While there are many here in the States with a high level of education, there are few willing to root themselves in places like the Congo interior, where teaching is limited and people have to travel many miles to attend church and can’t simply turn on their internet to search out interpretations of biblical text. The village pastor and those they teach benefit greatly from inductive Bible study and the revelation that Christ is the lens through which all scripture should be evaluated. Sometimes the Bible is not as straightforward as we are taught. Sometimes stating this is all people need to gain a little humility when teaching others.
Pray for Kyle and Katrina and their four children as they transition to full time missionary service. Pray for them as they seek to partner with groups, congregations and individuals for the relational, prayer and financial support they will need for them to carry out their ministry.
Debby and Kyle Witmer from Springville, Indiana, have been endorsed by American Baptist International Ministries (IM) to serve in Thailand with IM’s partner, the Thailand Karen Baptist Convention (TKBC) at the Siloam Bible Institute in Chiang Mai, Thailand. The couple will work in pastoral education and leadership. Kyle will also do continuing education with TKBC pastors and evangelists.
Kyle currently serves as pastor of Avoca Baptist Church in Avoca, Indiana, where Debby also serves as worship leader and head of the missions committee. Their church is excited about partnering with them in this new area of ministry. Kyle and Debby home school their four children, Hannah (16), Brennan (12), Julia (10) and Emma (7), who will be serving with their parents in Thailand.
Pray for Kyle and Debby and their children as they begin the transition to full time missionary service. Pray for them as they seek to partner with groups, congregations and individuals for the relational, prayer and financial support they will need for them to carry out their ministry.
Dr. Tim and Kathy Rice have been endorsed to serve as medical missionaries at the Vanga Evangelical Hospital in the Democratic Republic of Congo (not to be confused with the neighboring Republic of Congo), where they will part of the Congo Health Connection Team.
The Rices and their mission partners, Ryan and Sharon Potter, will attend French language school beginning in August, after which they will move to Vanga, DRC.
Health encompasses not just physical well-being, but mental, emotional, spiritual and relational well-being, as well. When one person is unwell, their whole family and community are affected.
A ministry of healing goes hand-in-hand with proclaiming the Gospel; in Luke, Jesus sent his disciples out to “preach the kingdom of God, and to heal the sick” (Luke 9:2). Throughout scripture, we see God’s particular concern for the marginalized, as well: the poor, the widows, the orphans and the aliens. As followers of Christ, we are called to do likewise.

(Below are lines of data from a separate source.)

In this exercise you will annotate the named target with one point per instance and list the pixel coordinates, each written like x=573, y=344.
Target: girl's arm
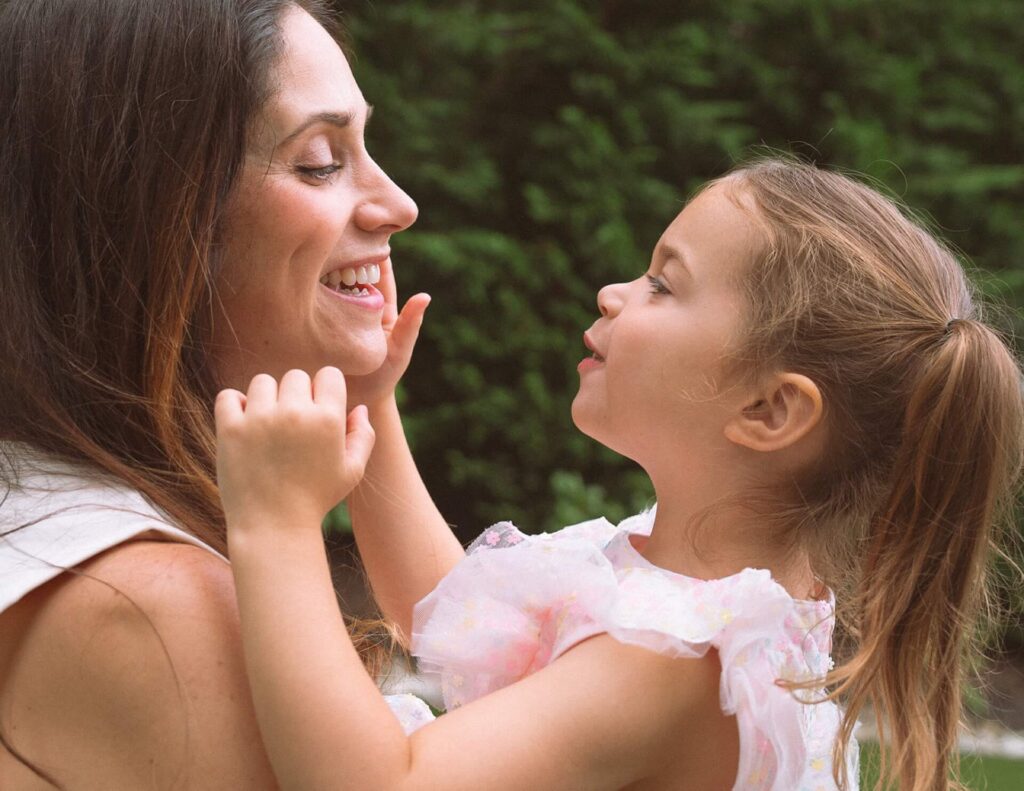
x=601, y=716
x=404, y=543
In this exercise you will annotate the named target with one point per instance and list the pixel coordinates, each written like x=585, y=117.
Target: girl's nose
x=386, y=206
x=609, y=299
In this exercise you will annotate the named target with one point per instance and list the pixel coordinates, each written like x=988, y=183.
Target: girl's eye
x=322, y=174
x=656, y=286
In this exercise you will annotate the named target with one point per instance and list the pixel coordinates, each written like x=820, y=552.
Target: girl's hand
x=401, y=330
x=289, y=453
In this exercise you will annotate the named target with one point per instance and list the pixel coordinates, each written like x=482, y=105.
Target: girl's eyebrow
x=670, y=254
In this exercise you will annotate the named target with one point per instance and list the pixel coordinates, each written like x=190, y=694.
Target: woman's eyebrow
x=339, y=120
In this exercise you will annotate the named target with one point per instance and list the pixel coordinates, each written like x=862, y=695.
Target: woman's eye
x=656, y=286
x=321, y=174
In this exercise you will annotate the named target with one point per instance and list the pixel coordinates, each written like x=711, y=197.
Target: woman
x=185, y=194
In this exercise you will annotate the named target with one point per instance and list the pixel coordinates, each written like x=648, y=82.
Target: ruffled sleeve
x=510, y=608
x=516, y=602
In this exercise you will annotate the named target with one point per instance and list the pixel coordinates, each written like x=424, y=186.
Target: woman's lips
x=373, y=300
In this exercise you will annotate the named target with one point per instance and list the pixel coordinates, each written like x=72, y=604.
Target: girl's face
x=310, y=215
x=654, y=389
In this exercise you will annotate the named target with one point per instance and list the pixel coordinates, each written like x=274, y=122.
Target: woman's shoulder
x=132, y=668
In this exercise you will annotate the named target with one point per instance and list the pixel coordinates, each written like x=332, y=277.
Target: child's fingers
x=359, y=439
x=329, y=387
x=262, y=394
x=228, y=408
x=295, y=387
x=387, y=287
x=407, y=328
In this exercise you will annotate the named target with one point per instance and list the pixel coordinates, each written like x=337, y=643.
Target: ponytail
x=923, y=575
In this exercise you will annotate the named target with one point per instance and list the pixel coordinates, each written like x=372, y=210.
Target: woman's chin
x=363, y=361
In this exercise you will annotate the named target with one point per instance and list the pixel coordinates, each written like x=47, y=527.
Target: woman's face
x=307, y=225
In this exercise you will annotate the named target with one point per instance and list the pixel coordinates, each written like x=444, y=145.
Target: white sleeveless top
x=56, y=515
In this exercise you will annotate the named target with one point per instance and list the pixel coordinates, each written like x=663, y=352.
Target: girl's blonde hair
x=925, y=419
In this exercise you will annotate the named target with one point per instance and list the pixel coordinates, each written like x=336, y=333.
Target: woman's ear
x=784, y=410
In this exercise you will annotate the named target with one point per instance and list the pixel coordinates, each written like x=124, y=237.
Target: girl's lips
x=374, y=300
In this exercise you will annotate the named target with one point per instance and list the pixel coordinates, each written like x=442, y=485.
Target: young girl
x=804, y=375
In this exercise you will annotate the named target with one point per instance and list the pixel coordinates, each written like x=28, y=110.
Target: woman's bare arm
x=133, y=677
x=602, y=716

Congo Health Connection is all about relationships. They connect the sick with health resources, medication and education that can relieve suffering. They also connect students at the Vanga Health Training Center with visiting faculty from abroad, and connect American mission-minded medical residents and students, nursing students and therapy students with Congolese colleagues for a rich exchange of ideas.
Please pray for the Rices as they prepare to serve in the Democratic Republic of Congo.
Pray for Cheryl Jones, newly endorsed to serve as an International Ministries missionary to South Africa.
Rev. Cheryl Jones is a former IM missionary (2001 – 2005) who is being reinstated to serve as a theological educator at the Baptist Convention College in South Africa. Since 2005, Cheryl has continued living and serving as a missionary in South Africa supported by her church, the Cathedral International (Second Baptist) Church of Perth Amboy, NJ. She is looking forward to returning to South Africa to continue ministry under appointment with International Ministries.
While I was unable to find out any further information about the current status of Cheryl and Andile God knows every need of His children. Please lift these missionaries up in prayer asking God to care and provide for them as they carry out His works in South Africa.